4th Summer Institute in Statistics for Clinical Research

Module 14: Modern Statistical Learning Methods for Observational Biomedical Data and Applications to Comparative Effectiveness Research

Thu, July 27

While clinical trials provide the highest level of evidence to compare clinical treatments or public health interventions, they are often not feasible due to ethical, logistic or economical constraints. Observational studies provide an opportunity to learn about the effect of interventions for which little or no trial data are available. These studies constitute a potentially rich and relatively cheap source of information. However, in such studies, treatment or intervention allocation may be strongly confounded by other important patient characteristics and much care is needed to disentangle observed relationships and infer causal effects.

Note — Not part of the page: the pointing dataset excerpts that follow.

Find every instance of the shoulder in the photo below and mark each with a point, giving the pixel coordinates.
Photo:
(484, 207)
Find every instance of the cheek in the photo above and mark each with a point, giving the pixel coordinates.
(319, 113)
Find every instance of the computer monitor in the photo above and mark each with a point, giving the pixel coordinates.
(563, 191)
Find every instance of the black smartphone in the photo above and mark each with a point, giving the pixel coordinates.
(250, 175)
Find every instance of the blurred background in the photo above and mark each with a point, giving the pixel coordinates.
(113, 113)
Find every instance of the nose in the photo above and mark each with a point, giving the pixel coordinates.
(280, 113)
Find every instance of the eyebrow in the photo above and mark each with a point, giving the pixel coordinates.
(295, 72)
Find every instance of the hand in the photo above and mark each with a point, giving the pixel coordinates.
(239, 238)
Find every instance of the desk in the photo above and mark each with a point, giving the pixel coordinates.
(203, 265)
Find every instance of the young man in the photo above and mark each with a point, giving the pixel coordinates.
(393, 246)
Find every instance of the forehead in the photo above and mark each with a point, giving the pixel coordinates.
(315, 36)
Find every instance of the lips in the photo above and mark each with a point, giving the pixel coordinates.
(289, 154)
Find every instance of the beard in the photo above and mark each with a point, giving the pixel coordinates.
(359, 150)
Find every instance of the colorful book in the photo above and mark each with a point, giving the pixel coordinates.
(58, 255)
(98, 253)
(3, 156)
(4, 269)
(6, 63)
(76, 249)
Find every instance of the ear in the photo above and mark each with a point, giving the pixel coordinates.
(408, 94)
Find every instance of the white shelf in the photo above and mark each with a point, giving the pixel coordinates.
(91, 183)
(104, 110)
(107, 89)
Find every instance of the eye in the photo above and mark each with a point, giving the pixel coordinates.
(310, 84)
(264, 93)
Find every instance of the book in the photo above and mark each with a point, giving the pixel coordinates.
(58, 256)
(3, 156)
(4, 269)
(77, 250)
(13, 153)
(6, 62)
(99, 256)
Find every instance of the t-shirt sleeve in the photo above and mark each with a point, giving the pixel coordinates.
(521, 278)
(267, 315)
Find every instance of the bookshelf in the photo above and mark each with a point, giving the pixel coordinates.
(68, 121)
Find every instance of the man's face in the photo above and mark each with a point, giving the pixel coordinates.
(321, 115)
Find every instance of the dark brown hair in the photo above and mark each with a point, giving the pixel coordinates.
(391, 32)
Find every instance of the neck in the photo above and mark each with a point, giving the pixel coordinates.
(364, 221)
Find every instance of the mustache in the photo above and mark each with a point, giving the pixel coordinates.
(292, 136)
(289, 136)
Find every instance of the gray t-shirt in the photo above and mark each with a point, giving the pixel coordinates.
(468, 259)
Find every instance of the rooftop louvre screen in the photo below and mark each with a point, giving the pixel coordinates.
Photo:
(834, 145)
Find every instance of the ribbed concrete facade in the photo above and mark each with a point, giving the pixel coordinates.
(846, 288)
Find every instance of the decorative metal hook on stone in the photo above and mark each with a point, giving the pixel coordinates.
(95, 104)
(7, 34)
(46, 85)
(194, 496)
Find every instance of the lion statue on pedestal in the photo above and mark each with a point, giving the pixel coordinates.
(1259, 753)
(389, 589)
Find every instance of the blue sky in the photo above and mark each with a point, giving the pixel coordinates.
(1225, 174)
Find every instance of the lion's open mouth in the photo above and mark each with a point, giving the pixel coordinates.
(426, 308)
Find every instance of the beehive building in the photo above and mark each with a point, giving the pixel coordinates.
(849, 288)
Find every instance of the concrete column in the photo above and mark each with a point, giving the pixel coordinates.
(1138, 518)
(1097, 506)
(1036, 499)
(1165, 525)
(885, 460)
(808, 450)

In this course, we will provide an overview of modern statistical techniques for analyzing observational data. We will focus primarily on recent advances in the field of targeted learning, which facilitate the use of state-of-the-art machine learning tools to flexibly adjust for confounding all the while yielding valid statistical inference. This is in contrast to conventional techniques for confounding adjustment, which generally rely on restrictive statistical models and may therefore lead to severely biased inference.

We will discuss methods for comparative effectiveness studies involving both single and multiple time-point interventions, and we will also address the problem of missing data. Methods will be illustrated using data from recent observational studies and extracted from electronic medical records.  Analyses will be illustrated in R but knowledge of R is not required for this module.